1 April 2011 | Lindsay Clark
Struggling with higher prices, UK manufacturers witnessed
slowing growth in March, a buyers’ survey found.
While still above the crucial 50 no-change mark, the
Markit/CIPS Manufacturing PMI recorded 57.1 last month, which was significantly
weaker than January’s record high of 61.2. February’s revised PMI was 60.9.
Growth of new orders eased sharply, especially at consumer
goods producers, while cost inflation led to output prices rising at a record high
rate, the report said.
Rob Dobson, senior economist at Markit, said: “Manufacturers
reported an unwelcome combination of slower growth and rising price pressures
“Although growth of production remained sufficiently strong
to generate another near-record increase in employment, the pace moderated
further from January’s high, linked to a slump in the rate of growth of new
orders, especially from domestic customers.

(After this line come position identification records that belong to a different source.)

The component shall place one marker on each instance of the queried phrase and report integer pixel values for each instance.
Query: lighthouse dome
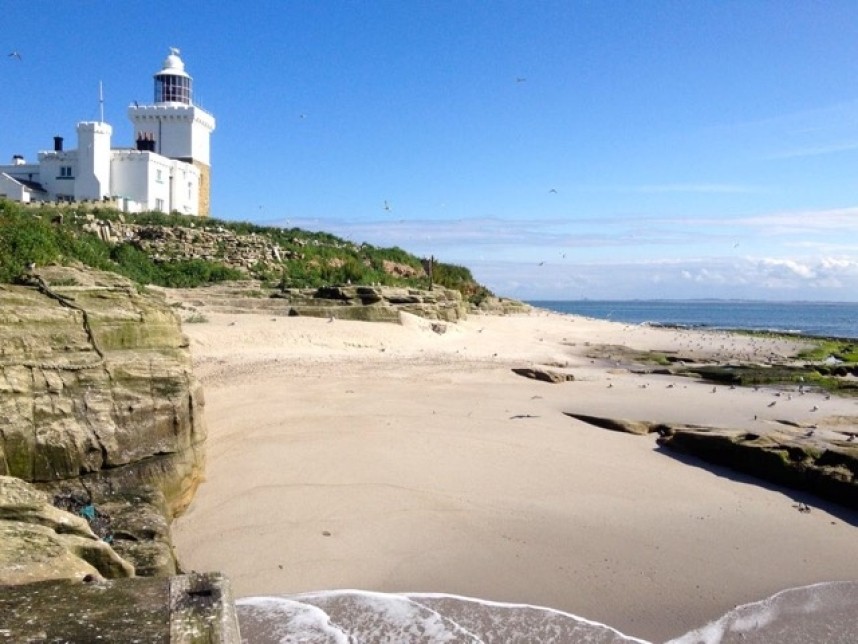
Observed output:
(172, 83)
(173, 65)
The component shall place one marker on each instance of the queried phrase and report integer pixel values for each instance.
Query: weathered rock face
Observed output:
(365, 303)
(38, 541)
(187, 609)
(98, 400)
(825, 467)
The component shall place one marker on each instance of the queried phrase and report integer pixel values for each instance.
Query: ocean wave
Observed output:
(353, 616)
(826, 612)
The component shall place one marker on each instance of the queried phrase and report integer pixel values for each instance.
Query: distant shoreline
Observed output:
(394, 458)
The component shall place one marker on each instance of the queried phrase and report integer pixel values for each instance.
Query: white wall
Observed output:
(154, 181)
(11, 189)
(93, 155)
(50, 164)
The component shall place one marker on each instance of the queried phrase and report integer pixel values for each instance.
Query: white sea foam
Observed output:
(825, 612)
(432, 618)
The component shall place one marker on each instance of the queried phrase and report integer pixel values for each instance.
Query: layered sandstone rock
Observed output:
(794, 456)
(349, 302)
(99, 403)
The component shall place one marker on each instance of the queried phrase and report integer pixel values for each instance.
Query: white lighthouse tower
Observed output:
(177, 128)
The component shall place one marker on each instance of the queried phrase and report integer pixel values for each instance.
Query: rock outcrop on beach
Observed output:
(101, 409)
(796, 457)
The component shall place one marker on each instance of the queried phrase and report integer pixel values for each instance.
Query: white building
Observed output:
(169, 169)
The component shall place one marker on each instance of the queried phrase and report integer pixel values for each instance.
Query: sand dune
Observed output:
(394, 458)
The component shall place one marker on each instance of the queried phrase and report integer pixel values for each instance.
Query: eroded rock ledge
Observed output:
(99, 404)
(792, 457)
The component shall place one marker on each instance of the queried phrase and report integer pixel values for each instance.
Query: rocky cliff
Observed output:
(99, 407)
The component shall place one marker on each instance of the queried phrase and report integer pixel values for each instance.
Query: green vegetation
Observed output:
(48, 234)
(842, 350)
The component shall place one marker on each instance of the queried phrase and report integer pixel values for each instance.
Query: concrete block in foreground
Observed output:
(185, 609)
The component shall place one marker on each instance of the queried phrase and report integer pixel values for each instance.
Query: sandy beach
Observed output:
(395, 458)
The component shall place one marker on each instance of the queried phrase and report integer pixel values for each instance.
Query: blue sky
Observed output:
(560, 150)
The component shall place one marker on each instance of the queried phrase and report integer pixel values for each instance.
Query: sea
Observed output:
(822, 319)
(820, 613)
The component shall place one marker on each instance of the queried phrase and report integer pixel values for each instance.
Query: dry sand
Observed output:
(393, 458)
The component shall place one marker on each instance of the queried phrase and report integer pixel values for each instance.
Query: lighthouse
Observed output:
(174, 127)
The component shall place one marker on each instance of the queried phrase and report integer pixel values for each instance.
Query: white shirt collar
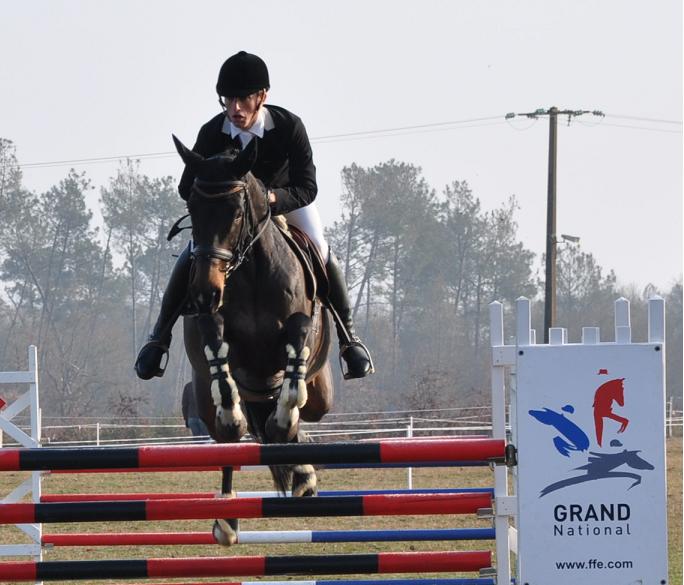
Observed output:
(263, 123)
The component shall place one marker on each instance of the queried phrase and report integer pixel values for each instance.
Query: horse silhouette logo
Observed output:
(611, 391)
(603, 466)
(572, 438)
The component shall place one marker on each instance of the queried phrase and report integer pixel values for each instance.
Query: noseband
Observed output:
(246, 238)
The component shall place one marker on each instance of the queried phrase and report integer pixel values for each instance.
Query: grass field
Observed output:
(328, 480)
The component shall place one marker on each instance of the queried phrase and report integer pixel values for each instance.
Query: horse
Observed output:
(611, 391)
(257, 337)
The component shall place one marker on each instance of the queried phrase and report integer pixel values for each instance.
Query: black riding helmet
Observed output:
(241, 75)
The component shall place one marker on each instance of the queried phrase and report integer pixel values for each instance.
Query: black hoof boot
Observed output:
(149, 362)
(357, 358)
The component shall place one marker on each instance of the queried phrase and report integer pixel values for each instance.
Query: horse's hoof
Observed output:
(230, 432)
(304, 482)
(225, 532)
(277, 434)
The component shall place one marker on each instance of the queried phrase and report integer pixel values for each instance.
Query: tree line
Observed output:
(422, 266)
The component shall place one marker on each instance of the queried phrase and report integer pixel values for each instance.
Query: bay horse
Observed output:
(258, 340)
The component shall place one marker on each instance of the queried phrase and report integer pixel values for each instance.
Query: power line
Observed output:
(398, 131)
(381, 133)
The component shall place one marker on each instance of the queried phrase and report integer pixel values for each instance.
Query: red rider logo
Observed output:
(611, 391)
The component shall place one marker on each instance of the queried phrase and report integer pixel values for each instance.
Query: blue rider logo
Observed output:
(571, 438)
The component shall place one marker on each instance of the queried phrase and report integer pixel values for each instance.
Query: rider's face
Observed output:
(243, 111)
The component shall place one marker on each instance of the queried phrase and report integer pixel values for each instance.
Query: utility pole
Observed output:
(551, 238)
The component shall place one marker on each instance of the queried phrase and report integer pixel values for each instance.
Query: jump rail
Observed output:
(267, 537)
(402, 452)
(379, 563)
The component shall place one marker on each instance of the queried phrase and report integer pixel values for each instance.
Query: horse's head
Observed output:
(226, 206)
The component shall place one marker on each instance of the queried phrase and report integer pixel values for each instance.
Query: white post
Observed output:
(409, 470)
(656, 319)
(623, 329)
(501, 498)
(523, 321)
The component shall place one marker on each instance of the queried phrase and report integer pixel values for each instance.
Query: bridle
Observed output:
(246, 239)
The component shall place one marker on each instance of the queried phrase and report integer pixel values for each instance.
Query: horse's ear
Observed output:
(245, 160)
(189, 156)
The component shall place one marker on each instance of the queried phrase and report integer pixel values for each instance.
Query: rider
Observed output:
(285, 166)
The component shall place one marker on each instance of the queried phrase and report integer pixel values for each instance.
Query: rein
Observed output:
(246, 239)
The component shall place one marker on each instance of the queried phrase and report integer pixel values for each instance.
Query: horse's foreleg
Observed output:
(226, 531)
(284, 423)
(231, 424)
(622, 420)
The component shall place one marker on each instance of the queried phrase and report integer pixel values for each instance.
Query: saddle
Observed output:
(308, 254)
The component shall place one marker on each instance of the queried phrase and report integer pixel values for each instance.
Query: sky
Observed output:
(427, 83)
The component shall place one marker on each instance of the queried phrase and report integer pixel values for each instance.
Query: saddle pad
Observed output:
(306, 251)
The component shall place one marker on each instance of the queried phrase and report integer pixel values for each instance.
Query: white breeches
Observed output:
(308, 220)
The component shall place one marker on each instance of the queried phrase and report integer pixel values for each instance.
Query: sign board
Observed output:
(591, 464)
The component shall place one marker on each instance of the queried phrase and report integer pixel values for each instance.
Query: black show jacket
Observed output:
(284, 159)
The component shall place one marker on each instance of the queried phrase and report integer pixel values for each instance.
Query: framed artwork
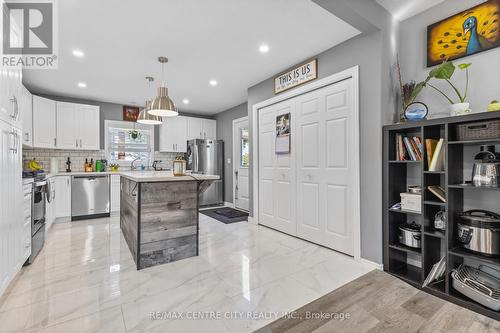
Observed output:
(283, 134)
(471, 31)
(130, 113)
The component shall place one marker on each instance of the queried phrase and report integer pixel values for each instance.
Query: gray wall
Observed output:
(484, 72)
(374, 53)
(110, 111)
(225, 132)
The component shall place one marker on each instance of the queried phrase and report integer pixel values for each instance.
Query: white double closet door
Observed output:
(310, 192)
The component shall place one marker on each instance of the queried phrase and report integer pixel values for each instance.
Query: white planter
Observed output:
(459, 109)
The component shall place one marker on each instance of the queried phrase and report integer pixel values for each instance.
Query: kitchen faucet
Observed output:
(132, 166)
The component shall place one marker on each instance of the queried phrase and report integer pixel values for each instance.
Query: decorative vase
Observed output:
(459, 109)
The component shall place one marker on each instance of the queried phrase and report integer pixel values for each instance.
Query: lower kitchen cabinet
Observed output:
(50, 208)
(62, 196)
(115, 193)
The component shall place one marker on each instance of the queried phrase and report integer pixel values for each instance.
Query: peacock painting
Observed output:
(469, 32)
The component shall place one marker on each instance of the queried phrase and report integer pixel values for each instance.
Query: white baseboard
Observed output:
(373, 264)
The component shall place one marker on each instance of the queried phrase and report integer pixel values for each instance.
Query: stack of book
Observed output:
(435, 154)
(409, 148)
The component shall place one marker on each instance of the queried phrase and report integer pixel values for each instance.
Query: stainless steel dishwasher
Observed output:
(90, 197)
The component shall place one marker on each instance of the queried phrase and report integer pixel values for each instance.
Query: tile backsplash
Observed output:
(43, 156)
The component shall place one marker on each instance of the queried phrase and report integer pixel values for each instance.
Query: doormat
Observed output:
(226, 215)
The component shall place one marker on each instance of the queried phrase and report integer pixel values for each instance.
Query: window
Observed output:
(125, 141)
(244, 147)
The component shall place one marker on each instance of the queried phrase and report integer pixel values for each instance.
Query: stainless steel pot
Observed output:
(479, 231)
(486, 169)
(410, 235)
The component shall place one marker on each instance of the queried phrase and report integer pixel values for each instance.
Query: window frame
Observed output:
(127, 124)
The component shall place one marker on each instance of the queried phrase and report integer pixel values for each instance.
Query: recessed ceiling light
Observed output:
(78, 53)
(264, 48)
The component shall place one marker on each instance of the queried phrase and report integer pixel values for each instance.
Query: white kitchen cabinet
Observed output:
(199, 128)
(194, 128)
(11, 199)
(173, 134)
(62, 196)
(26, 230)
(27, 116)
(44, 123)
(67, 125)
(209, 129)
(50, 208)
(77, 126)
(89, 126)
(10, 84)
(115, 193)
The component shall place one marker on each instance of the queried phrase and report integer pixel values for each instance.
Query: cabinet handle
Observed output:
(16, 108)
(14, 147)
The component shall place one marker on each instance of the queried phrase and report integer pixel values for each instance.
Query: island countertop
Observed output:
(163, 176)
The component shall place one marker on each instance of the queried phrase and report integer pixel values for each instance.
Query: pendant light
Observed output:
(162, 105)
(144, 116)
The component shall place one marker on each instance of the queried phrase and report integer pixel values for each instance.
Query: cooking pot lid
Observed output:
(410, 226)
(480, 218)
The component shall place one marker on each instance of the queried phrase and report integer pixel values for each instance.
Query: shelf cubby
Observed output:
(413, 265)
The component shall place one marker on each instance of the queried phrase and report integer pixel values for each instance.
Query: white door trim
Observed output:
(234, 156)
(353, 73)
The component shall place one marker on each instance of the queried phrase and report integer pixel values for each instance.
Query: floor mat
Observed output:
(226, 215)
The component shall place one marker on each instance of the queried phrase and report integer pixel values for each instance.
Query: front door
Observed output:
(241, 154)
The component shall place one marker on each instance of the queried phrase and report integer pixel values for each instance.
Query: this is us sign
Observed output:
(295, 77)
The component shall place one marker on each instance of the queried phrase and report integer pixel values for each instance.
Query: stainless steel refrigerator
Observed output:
(207, 157)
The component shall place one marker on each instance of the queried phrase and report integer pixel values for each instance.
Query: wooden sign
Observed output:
(301, 74)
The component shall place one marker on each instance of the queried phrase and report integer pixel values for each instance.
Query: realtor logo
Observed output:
(29, 34)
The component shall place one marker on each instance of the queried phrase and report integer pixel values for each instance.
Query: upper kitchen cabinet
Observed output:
(27, 116)
(88, 121)
(173, 134)
(67, 126)
(195, 130)
(44, 123)
(209, 129)
(199, 128)
(10, 85)
(77, 126)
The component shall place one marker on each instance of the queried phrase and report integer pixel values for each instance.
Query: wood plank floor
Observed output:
(379, 302)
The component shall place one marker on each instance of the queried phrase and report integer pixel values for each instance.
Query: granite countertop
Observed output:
(162, 176)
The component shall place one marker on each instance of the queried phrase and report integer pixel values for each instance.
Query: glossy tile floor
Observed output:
(85, 280)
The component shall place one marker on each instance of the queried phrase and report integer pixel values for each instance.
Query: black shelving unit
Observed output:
(413, 265)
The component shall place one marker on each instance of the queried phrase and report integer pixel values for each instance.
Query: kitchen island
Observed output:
(159, 215)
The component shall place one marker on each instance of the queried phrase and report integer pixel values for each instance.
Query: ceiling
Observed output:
(203, 39)
(404, 9)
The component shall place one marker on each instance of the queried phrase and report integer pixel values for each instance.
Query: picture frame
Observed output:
(283, 132)
(466, 33)
(130, 113)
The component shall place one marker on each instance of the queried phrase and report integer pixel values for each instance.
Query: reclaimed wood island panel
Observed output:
(159, 215)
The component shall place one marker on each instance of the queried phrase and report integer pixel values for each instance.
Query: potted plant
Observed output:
(445, 72)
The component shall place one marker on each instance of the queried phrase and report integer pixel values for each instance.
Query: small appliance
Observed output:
(486, 170)
(479, 231)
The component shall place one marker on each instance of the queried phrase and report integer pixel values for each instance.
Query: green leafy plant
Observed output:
(445, 72)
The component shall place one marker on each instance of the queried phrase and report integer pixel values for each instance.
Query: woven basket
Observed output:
(479, 131)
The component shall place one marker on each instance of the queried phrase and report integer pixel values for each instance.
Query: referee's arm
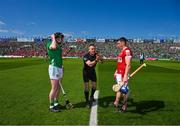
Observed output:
(91, 63)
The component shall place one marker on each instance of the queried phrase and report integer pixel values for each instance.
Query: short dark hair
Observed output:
(91, 45)
(123, 39)
(58, 35)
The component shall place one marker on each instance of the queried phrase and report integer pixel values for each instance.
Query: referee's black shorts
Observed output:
(89, 75)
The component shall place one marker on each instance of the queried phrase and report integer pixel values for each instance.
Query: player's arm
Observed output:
(91, 63)
(128, 67)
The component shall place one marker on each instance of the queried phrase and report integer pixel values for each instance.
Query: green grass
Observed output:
(154, 95)
(24, 88)
(25, 85)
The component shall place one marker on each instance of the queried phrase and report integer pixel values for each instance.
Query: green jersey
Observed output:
(55, 55)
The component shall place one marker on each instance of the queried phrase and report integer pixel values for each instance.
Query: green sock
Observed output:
(51, 103)
(56, 102)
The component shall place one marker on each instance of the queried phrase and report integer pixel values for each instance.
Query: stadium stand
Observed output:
(108, 49)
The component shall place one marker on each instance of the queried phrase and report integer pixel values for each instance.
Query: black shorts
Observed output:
(89, 75)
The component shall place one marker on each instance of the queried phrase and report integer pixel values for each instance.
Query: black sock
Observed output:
(92, 92)
(86, 94)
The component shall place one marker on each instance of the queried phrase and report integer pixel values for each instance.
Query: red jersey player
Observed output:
(122, 71)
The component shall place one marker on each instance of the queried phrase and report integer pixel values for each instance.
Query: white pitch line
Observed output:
(93, 116)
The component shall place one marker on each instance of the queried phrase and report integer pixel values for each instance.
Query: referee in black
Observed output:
(90, 60)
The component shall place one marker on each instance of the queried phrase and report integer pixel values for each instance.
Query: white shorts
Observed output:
(119, 78)
(55, 73)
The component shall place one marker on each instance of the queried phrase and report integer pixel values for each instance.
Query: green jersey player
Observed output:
(54, 51)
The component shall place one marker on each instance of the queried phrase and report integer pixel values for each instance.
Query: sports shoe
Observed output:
(88, 104)
(54, 109)
(92, 99)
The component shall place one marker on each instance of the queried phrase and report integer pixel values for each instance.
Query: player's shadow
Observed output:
(80, 105)
(141, 107)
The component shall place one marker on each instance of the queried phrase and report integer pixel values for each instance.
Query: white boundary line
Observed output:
(93, 116)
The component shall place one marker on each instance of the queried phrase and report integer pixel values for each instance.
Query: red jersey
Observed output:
(121, 63)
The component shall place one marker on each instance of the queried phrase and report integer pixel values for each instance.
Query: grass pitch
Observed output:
(25, 85)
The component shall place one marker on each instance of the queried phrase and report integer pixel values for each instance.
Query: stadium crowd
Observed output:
(107, 49)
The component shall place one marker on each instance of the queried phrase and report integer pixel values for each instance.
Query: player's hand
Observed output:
(97, 57)
(115, 76)
(121, 83)
(125, 78)
(53, 45)
(53, 38)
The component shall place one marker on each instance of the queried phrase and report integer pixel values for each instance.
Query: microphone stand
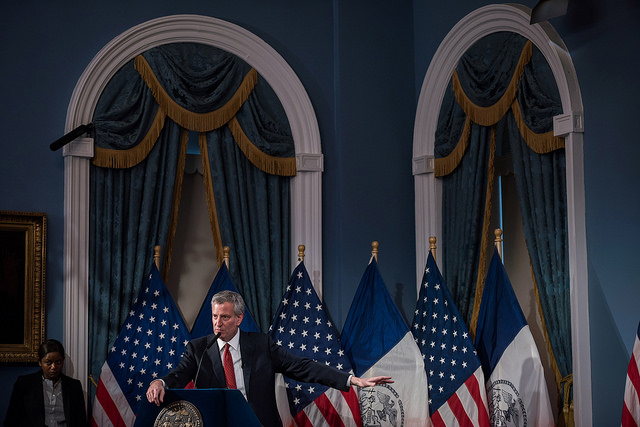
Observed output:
(215, 338)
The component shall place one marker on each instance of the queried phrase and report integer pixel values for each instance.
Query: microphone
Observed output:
(215, 338)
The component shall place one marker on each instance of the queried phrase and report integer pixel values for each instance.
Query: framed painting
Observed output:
(23, 256)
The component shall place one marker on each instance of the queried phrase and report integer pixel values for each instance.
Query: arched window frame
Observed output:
(428, 194)
(306, 186)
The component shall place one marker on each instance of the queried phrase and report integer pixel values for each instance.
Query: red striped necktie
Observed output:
(229, 374)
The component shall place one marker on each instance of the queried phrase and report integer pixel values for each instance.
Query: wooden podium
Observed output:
(211, 407)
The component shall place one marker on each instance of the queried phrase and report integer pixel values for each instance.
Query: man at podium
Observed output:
(247, 361)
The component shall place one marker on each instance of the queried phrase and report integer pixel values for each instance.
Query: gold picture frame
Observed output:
(23, 260)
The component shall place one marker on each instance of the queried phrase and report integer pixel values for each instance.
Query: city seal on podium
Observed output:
(506, 408)
(381, 407)
(179, 413)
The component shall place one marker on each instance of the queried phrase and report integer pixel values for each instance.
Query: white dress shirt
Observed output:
(234, 349)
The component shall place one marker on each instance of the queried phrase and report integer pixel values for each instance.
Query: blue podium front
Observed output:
(212, 407)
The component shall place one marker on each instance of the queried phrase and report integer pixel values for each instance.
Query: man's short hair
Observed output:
(229, 296)
(50, 346)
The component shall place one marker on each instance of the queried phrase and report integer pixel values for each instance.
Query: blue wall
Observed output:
(362, 64)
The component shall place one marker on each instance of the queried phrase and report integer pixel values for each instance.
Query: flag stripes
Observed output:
(111, 407)
(631, 406)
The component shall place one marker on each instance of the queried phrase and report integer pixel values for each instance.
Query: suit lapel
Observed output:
(247, 350)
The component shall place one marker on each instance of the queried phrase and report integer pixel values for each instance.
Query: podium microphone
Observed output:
(215, 338)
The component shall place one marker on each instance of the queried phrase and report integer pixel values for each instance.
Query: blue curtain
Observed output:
(142, 120)
(503, 96)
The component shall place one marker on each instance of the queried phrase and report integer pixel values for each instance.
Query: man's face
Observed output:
(225, 320)
(51, 365)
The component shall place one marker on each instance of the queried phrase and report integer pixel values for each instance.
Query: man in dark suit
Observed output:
(255, 359)
(27, 404)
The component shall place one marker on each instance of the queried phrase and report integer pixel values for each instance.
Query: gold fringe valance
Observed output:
(489, 116)
(199, 122)
(282, 166)
(446, 165)
(120, 159)
(540, 143)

“At the same time, persistent high oil prices due to the
unrest in the Middle East and North Africa, rising global prices for many other
raw materials and higher import prices due to the weak pound all led to a
survey-record rise in prices charged by manufacturers,” Dobson said.
The mini-boom in UK manufacturing ran out of steam during
March, said CIPS CEO David Noble.
“Set against a strong order book across the whole of Q1,
it’s concerning to see inflows of new orders, particularly for consumer goods
within the domestic market, easing sharply at the end of the quarter.
“Inflation is still ‘enemy number one’ and the problem of
phantom demand, whereby purchasers buy greater quantities of scarce raw
materials to mitigate against further price rises, is continuing unchecked.
Selling prices have now hit record highs as businesses are forced to pass on these
costs directly to customers,” Noble said.